Scene from La Canción de los Niños Muertos by David Pablos

""With this programme, we want to offer Latin American directors an international stage for their films", says Stien Meesters, the festival's programme and production coordinator. "Films by students are not normally played in the cinema or on television, and only seldom make it to a film festival. Thus it is important to create a platform where students can present their work. At the same time, we are able to introduce our public to on-coming Latin American talent. The films were shown as support films for the regular programme and during the open-air session."

"We approached various Latin American film schools and asked them to submit their best films from the previous year. In general, the responses were enthusiastic. The films varied significantly in terms of length, form and theme. On average they lasted from 5 to 35 minutes, and the submissions included documentaries, fiction and animation. This accurately reflects the films being produced by students throughout Latin America."

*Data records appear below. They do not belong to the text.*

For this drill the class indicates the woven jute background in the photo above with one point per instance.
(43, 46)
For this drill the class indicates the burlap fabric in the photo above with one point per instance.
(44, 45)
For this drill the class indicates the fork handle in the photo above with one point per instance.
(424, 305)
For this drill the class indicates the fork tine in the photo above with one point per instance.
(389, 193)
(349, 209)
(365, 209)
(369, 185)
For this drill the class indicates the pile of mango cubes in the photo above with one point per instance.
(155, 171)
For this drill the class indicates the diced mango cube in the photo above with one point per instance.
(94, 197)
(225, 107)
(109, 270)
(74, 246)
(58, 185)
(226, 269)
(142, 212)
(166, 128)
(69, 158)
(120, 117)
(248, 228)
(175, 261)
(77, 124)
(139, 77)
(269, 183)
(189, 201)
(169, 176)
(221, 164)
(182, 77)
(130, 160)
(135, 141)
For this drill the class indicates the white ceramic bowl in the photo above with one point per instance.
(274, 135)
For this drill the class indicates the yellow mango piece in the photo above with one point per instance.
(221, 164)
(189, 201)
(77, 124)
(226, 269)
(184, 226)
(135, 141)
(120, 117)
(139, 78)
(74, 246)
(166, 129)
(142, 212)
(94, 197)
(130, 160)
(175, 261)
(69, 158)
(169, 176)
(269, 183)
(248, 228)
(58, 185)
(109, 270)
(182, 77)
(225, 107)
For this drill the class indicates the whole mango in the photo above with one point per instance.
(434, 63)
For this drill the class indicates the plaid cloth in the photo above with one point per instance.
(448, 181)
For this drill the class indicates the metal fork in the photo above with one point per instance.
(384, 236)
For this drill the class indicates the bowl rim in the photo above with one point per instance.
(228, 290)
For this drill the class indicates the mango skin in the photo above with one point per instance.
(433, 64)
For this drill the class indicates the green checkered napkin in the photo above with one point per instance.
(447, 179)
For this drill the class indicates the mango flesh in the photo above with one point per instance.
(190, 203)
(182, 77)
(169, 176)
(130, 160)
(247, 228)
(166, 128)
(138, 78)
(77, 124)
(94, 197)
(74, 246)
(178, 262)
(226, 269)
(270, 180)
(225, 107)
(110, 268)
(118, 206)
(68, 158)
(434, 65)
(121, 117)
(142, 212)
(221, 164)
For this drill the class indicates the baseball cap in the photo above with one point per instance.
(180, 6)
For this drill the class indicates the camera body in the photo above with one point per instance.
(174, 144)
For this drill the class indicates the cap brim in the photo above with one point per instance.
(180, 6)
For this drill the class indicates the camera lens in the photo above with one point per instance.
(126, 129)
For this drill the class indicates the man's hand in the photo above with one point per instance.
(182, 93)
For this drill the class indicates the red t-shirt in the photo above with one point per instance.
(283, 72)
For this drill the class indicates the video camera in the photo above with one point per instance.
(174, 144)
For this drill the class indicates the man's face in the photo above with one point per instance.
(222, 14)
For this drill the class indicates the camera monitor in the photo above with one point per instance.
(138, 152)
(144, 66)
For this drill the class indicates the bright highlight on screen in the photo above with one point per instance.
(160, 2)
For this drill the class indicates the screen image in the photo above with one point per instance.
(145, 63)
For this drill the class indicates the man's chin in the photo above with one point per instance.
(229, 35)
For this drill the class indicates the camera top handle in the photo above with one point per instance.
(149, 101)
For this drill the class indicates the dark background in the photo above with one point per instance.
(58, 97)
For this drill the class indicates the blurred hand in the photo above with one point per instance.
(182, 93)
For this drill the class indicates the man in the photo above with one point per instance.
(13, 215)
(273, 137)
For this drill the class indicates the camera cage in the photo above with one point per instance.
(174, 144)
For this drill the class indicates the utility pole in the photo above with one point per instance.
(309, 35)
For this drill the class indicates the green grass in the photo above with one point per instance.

"Some Latin American state universities have excellent film programmes, including the UNAM in Mexico City, which even has its own television station. Many of the countries also have a National Film Institute that offers study programmes, and naturally there are numerous - often extremely expensive - private universities and institutions that offer film programmes, the quality of which varies from downright lousy to excellent. In the larger film countries, like Argentina, Mexico and Brazil, many more high-quality programmes are available than in the smaller Latin American countries. For the record, the quality of the talent being presented did not seem to me to differ much: in general it was pretty much the same", according to Meesters.

During Brasil Contemporary, summer 2009 in Rotterdam, there are open air showings of LAFF films. The LAFF is supported by the Hivos-NCDO Culture Fund.